4 Performance and safety

By default contracts in binary-class/* check only function arguments. If you need more security or more performance, you may use instead their submodules: Submodule safe gives maximum safety and contract checks, submodule unsafe gives maximum performance, but no check at all.

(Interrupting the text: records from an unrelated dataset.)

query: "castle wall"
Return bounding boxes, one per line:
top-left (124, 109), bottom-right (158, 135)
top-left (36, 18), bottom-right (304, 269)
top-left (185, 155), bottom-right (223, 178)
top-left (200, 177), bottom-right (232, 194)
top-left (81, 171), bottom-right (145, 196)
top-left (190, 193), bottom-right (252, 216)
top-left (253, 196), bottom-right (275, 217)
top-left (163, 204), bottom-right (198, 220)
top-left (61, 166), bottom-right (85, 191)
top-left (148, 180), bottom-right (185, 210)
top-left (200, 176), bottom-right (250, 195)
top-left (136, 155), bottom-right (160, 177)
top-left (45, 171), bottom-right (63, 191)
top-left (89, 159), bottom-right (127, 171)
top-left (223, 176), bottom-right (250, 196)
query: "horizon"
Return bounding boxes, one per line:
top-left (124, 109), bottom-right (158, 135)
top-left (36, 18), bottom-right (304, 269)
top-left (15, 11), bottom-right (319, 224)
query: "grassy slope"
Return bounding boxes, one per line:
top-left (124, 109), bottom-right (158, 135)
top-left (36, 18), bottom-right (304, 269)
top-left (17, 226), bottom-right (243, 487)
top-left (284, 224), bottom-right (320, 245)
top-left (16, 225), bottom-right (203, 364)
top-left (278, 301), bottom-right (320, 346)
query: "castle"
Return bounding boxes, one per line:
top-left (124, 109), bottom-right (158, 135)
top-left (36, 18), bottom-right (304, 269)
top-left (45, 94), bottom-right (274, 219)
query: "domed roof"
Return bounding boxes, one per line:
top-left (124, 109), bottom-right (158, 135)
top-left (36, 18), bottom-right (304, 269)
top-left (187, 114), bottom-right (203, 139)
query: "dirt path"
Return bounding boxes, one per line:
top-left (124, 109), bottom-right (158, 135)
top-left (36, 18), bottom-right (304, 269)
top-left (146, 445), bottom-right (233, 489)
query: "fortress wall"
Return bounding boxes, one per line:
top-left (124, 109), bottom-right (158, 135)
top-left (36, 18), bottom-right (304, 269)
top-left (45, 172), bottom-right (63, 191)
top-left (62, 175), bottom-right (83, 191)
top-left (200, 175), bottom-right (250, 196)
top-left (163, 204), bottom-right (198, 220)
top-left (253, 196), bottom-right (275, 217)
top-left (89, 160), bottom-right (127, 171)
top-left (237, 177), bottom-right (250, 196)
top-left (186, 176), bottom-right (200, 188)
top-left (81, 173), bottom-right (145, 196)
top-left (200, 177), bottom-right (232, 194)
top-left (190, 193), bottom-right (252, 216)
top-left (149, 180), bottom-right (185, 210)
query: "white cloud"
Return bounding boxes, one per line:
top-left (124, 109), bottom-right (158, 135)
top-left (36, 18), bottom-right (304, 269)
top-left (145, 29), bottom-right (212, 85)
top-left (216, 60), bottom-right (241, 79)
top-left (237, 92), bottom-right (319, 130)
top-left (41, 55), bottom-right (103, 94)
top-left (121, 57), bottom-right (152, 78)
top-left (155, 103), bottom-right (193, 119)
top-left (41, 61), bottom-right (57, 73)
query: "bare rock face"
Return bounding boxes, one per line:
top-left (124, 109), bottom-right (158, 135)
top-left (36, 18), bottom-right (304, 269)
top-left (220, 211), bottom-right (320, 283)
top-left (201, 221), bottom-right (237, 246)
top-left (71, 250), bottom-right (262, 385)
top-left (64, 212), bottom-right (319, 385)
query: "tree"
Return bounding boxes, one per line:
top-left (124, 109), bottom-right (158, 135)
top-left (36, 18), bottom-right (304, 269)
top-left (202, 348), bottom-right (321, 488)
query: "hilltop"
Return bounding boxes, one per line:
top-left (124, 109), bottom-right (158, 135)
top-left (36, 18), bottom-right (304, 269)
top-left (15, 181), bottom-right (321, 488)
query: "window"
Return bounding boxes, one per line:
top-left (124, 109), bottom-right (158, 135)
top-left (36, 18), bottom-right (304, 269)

 (require (submod binary-class safe))
 (require (submod binary-class unsafe))
 (require (submod binary-class/base safe))
 (require (submod binary-class/base unsafe))
 (require (submod binary-class/common safe))
 (require (submod binary-class/common unsafe))
 (require (submod binary-class/string safe))
 (require (submod binary-class/string unsafe))

5 Contracts

 (require binary-class/contract) package: binary-class

This module introduces useful contracts for use with binary classes.

procedure

(binary/c value-contract)  contract?

  value-contract : contract?
Returns contract for binary with value contracted by value-contract

syntax

(binary-class/c binary-class-id maybe-opaque member-spec ...)

 
maybe-opaque = 
  | #:opaque
     
member-spec = method-spec
  | (field field-spec ...)
  | (init field-spec ...)
  | (init-field field-spec ...)
  | (inherit method-spec ...)
  | (inherit-field field-spec ...)
  | (super method-spec ...)
  | (inner method-spec ...)
  | (override method-spec ...)
  | (augment method-spec ...)
  | (augride method-spec ...)
  | (absent absent-spec ...)
     
method-spec = method-id
  | (method-id method-contract-expr)
     
field-spec = field-id
  | (field-id contract-expr)
     
absent-spec = method-id
  | (field field-id ...)
Defines contract for binary class. binary-class-id should be an id of existing binary class. Rest arguments are the same as for class/c.

procedure

(unsigned-integer/c bytes [bits-per-byte])  flat-contract?

  bytes : exact-integer?
  bits-per-byte : exact-integer? = 8
Defines contract for integer-be and integer-le with given bytes and bits-per-byte. Checks that value is exact integer and in avalable range.

procedure

(signed-integer/c bytes [bits-per-byte])  flat-contract?

  bytes : exact-integer?
  bits-per-byte : exact-integer? = 8
Defines contract for signed with given bytes and bits-per-byte. Checks that value is exact integer and in avalable range.

value

u1? : flat-contract?

value

u2? : flat-contract?

value

u3? : flat-contract?

value

u4? : flat-contract?

Contracts for u1u4 and l1l4.

value

iso-8859-1-char? : flat-contract?

Contract for ISO 8859-1 character. Asserts that it can be converted to ISO 8859-1 charset.

value

ucs-2-char? : flat-contract?

Contract for UCS-2 character. Asserts that it can be converted to UCS-2 charset.

value

iso-8859-1-string? : flat-contract?

Contract for ISO 8859-1 string. Asserts that all chars can be converted to ISO 8859-1 charset.

value

ucs-2-string? : flat-contract?

Contract for UCS-2 string. Asserts that all chars can be converted to UCS-2 charset.

procedure

(iso-8859-1-len/c len)  flat-contract?

  len : real?
Recognizes ISO 8859-1 strings that have fewer than len characters.

procedure

(ucs-2-len/c len)  flat-contract?

  len : real?
Recognizes UCS-2 strings that have fewer than len characters.

procedure

(iso-8859-1-terminated/c terminator)  flat-contract?

  terminator : char?
Recognizes ISO 8859-1 strings that doesn’t have terminator character.

procedure

(ucs-2-terminated/c terminator)  flat-contract?

  terminator : char?
Recognizes UCS-2 strings that doesn’t have terminator character.

procedure

(string-terminated/c terminator    
  [char-contract])  flat-contract?
  terminator : char?
  char-contract : flat-contract? = any/c
Recognizes strings that doesn’t have terminator character and whose characters match char-contract.